Problem 4. Budget for embedding all of Wikipedia.

  • English Wikipedia ≈ 6M articles × ~1000 tokens each ≈ 6B tokens.
  • At OpenAI text-embedding-3-small pricing ($0.02/M tokens): $120 total, one-shot.
  • The cost is so small that embedding everything is nearly free. The bottleneck is not money; it’s throughput.

115.11 The mental model

Eight points to take into Chapter 116:

  1. Memorize seventeen anchor numbers. Everything else derives from them.
  2. The latency hierarchy is two orders of magnitude per layer. L1 → RAM → SSD → HDD. HBM is ~150 ns; same-AZ network is ~500 μs; cross-region is ~100 ms.
  3. H100 = 3.35 TB/s HBM, ~989 TFLOP/s bf16, ~$2/hr reserved. H200 = same compute, 60% more bandwidth. B200 = 2× H100 on both axes at 2.5× the price.
  4. 70B bf16 on 2× H100 ≈ 1200 tokens/sec total. Small model ≈ 5000. Frontier ≈ 800.
  5. Self-hosted 70B ≈ $0.45/M tokens at good utilization. Hosted API ≈ $0.80. GPT-4o output ≈ $10. That’s the cost ladder.
  6. The KV cache formula is 2 × n_layers × n_kv_heads × d_h × bytes per token. Memorize it.
  7. The four derivation chains (serving, KV cache, vector index, storage) cover 90% of estimation problems. Drill them until they take 60 seconds each.
  8. Always name assumptions out loud. The interviewer is grading not the answer but the chain from requirements to numbers.
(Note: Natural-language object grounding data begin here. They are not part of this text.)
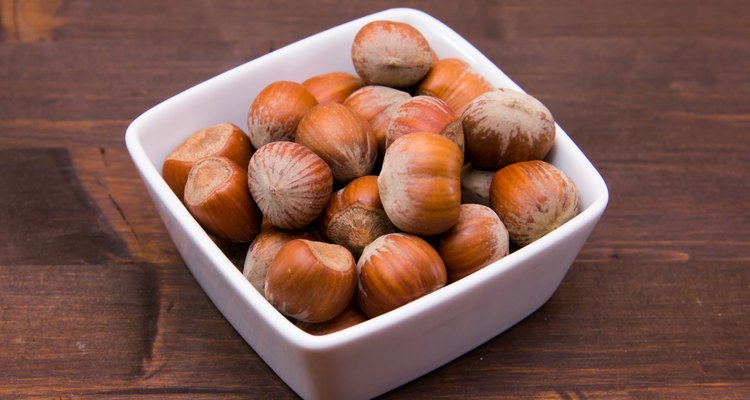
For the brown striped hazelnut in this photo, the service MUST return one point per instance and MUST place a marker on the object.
(311, 281)
(391, 54)
(332, 87)
(275, 112)
(504, 126)
(396, 269)
(532, 199)
(454, 81)
(341, 138)
(355, 216)
(220, 140)
(478, 239)
(216, 195)
(420, 183)
(290, 184)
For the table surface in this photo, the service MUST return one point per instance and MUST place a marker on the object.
(96, 302)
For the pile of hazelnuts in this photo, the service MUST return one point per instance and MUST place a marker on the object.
(360, 193)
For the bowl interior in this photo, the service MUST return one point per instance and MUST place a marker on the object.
(227, 97)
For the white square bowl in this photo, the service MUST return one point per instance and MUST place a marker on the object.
(385, 352)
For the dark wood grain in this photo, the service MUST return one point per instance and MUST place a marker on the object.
(95, 302)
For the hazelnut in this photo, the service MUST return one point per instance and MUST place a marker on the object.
(355, 216)
(221, 140)
(263, 250)
(396, 269)
(478, 239)
(349, 317)
(420, 184)
(377, 104)
(311, 281)
(504, 126)
(420, 114)
(391, 54)
(341, 138)
(216, 195)
(290, 184)
(332, 87)
(533, 198)
(275, 112)
(455, 82)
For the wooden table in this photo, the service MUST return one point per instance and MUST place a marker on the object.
(95, 302)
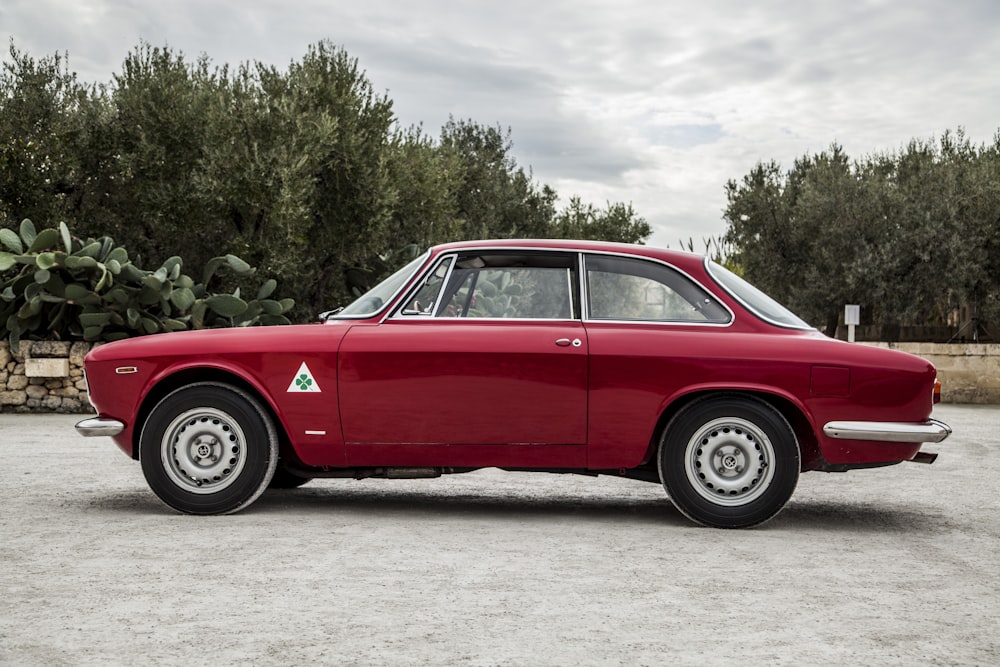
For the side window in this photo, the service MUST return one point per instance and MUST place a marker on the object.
(620, 288)
(425, 300)
(528, 285)
(520, 292)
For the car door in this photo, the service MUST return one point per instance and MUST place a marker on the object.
(485, 363)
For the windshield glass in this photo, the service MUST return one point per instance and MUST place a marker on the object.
(755, 301)
(372, 301)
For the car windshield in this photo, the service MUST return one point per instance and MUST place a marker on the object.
(372, 301)
(753, 299)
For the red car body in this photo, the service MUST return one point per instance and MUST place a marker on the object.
(398, 388)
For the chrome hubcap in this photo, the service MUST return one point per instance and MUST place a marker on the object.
(203, 450)
(729, 461)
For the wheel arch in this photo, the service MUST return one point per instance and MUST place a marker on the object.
(170, 383)
(809, 452)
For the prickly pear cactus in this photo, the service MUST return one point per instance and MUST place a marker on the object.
(56, 286)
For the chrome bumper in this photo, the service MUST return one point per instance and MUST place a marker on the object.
(99, 426)
(930, 431)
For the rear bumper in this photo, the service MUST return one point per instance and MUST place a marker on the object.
(98, 426)
(930, 431)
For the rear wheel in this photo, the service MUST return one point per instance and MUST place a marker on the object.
(729, 461)
(208, 448)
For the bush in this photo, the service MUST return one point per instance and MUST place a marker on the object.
(54, 286)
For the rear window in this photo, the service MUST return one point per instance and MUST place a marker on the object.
(753, 299)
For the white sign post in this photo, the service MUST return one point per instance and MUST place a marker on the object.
(852, 318)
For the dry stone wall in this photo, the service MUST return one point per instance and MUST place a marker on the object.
(43, 376)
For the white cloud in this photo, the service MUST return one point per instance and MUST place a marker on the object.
(657, 103)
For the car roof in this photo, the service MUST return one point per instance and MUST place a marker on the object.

Chapter 116 is the first worked design problem — serving a chatbot to 1M users — and uses almost every number in this chapter.


Read it yourself

  • Jeff Dean, “Numbers Every Programmer Should Know” (2012 Stanford talk). The ancestor.
  • The NVIDIA H100 and H200 data sheets on nvidia.com — the authoritative source for HBM capacity, bandwidth, and TFLOPs.
  • The vLLM benchmarks repository on GitHub — realistic throughput numbers for many model/GPU combinations.
  • The Anthropic and OpenAI pricing pages, updated whenever they change.
  • Martin Kleppmann, Designing Data-Intensive Applications, chapter 1 (latency hierarchy) and the throughput tables in chapter 11.
  • Peter Bailis et al., “Scalable Atomic Visibility with RAMP Transactions” — for the theoretical grounding on why distributed systems have the latency floors they do.

Practice

  1. Recite the seventeen anchor numbers from §115.1 from memory. Aim for under 60 seconds.
  2. Compute the KV cache for Llama 3 8B at 32k context, bf16, for 100 concurrent users. Does it fit on 1× H100?
  3. Estimate the monthly cost of serving Mistral 7B to 2M DAU, with 10 requests per day per user and 400 output tokens per request, at 80% utilization.
  4. A company is embedding 50M product descriptions averaging 200 tokens each. Estimate cost on OpenAI text-embedding-3-small vs self-hosted BGE-large on 1× A10.
  5. Work Chain 3 (vector index sizing) for 500M chunks of 768-dim vectors. What’s the RAM footprint, and how many nodes at 256 GB per node?
  6. A team is logging every request to Kafka at 50k QPS, 2 KB per record, with 30-day retention. Compute monthly storage and Kafka broker count assuming 300 MB/s per broker.
  7. Stretch: Pick a real cloud provider (AWS, GCP, or Azure) and look up the current on-demand price for H100, H200, and the largest-RAM compute instance. Compute the self-hosted cost of serving Llama 70B in bf16 at 1000 tokens/sec realistic throughput, on-demand. Compare to Together AI’s current hosted price for the same model.